While the world is largely aware of the Rwandan genocide of 1994, what is less well known is that this was not the first attempt at eliminating the Tutsis. During the Rwandan Revolution of the early 1960s, Hutu dominated governments replaced the Tutsi rulers installed and supported by the Belgian colonizers. Thousands of Tutsi were killed in Hutu reprisals, and over 300,000 Tutsi fled Rwanda for Burundi and other neighboring countries. Thirty years later, the assassinations of Rwanda’s and Burundi’s Hutu presidents were the catalyst for the large scale Rwandan genocide and the Burundian Civil War.

Gaël Faye, a French/Rwandan musician and author, grew up in Burundi, where his mother was a Tutsi refugee . Born in 1982, he was 11 when Hutu/Tutis violence broke out in Burundi. His mother travelled briefly to Rwanda hoping to find relatives left behind; traumatized, she returned to Burundi with the news that most of her family had been murdered. As the violence intensified, Faye, his parents and sister escaped to France.

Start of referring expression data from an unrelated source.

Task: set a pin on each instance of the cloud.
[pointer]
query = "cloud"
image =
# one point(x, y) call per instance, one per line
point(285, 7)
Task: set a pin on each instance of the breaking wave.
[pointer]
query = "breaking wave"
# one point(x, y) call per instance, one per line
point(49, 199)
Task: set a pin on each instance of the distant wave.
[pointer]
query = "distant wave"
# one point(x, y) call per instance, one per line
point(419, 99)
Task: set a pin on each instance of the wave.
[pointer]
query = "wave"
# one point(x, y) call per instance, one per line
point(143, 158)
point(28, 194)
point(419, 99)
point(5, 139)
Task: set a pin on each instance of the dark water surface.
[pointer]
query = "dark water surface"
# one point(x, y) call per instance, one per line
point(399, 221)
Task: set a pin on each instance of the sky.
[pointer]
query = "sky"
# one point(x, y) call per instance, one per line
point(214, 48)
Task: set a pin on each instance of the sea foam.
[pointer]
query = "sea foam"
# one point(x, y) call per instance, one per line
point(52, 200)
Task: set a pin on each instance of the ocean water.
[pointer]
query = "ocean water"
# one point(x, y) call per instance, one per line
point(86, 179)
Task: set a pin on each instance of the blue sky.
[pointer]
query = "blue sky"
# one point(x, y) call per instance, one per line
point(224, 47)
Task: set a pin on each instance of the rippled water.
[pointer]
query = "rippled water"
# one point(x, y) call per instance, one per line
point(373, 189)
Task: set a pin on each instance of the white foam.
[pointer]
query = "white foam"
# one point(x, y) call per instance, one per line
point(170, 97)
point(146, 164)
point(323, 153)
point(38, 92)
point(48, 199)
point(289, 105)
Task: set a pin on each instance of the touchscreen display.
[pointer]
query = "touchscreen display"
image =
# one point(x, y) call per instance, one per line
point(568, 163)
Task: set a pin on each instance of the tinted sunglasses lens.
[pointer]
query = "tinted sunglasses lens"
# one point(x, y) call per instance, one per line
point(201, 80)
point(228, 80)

Faye’s novel, Small Country (translated by Sarah Ardizzone) tells a fictional version of his family’s story, and the double tragedy of his mother; first losing her Rwandan home and family, then being driven from the country where she had taken refuge. She is Tutsi, but now belongs to neither Rwanda nor Burundi; his father is a Frenchman unwilling to give up the privileged life of a European expatriate, even at the risk of his family’s lives. As his mother slowly comes to recognize that his father, (a voluntary exile from life as “a nobody”) is a colonizer at heart, their marriage founders.

Faye’s fictional self, Gabriel, attempts to integrate multiple “selves”; French girls demand to know his nationality, (“I’m a human being”, he responds tersely) yet he is uneasy with both parents, fearing each rejects and resents half of his blended identity. Despite the violent horrors he witnessed as a child in Burundi, he can not let go of his homeland :

I am haunted by the idea of returning. Not a day goes by without the country calling to me. A secret sound, a scent on the breeze, a certain afternoon light, a gesture, sometimes silence is enough to stir my childhood memories. “You won’t find anything there’, [his sister] Ana keeps telling me. She refuses to hear another word about that “cursed country”…so I put it out of my mind. I decide once and for all that I’m never going back. My life is here. In France.

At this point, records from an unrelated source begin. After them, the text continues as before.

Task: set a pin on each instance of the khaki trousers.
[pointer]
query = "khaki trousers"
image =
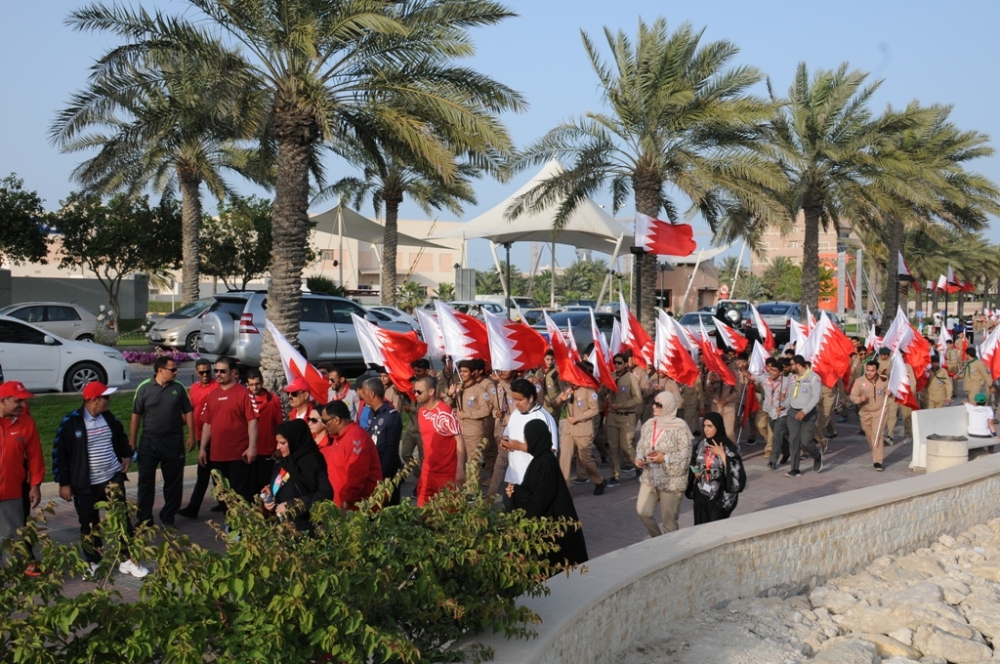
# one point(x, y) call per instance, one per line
point(620, 430)
point(581, 445)
point(670, 508)
point(869, 422)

There are many memoirs of the Rwandan genocide, and I plan to introduce a few more this month. Yet Small Country is unique in its exploration of the multi-generational aspects of this tragedy, and how exile can exacerbate barriers within families.

For more on Gaël Faye and Burundi:

BBC Burundi timeline

Interview with Faye in The Guardian

Lesley Williams is a 25+ year librarian and a reviewer for Booklist magazine where she specializes in African American, Muslim, and LGBTQ authored literature. As a public librarian she created public programs emphasizing the literature of colonized peoples, leading year long discussion programs on Latin American history, Muslim cultures, and the plays of August Wilson. She currently tutors English reading and writing to first generation students at City Colleges of Chicago.

3 thoughts on “Literature of Exile: Burundi’s Gaël Faye

  1. I loved this book and read it in French before it was translated and was fortunate to see the premiere of the film which opened here in Aix en Provence, sadly a week before the country went into confinement for two months.
    I was intrigued too see the landscape of Burundi, childhood’s being so reminiscent of the physical environment within which they are played out. Gaël Faye allows us a glimpse in his song/video of the same name ‘Petit Pays’.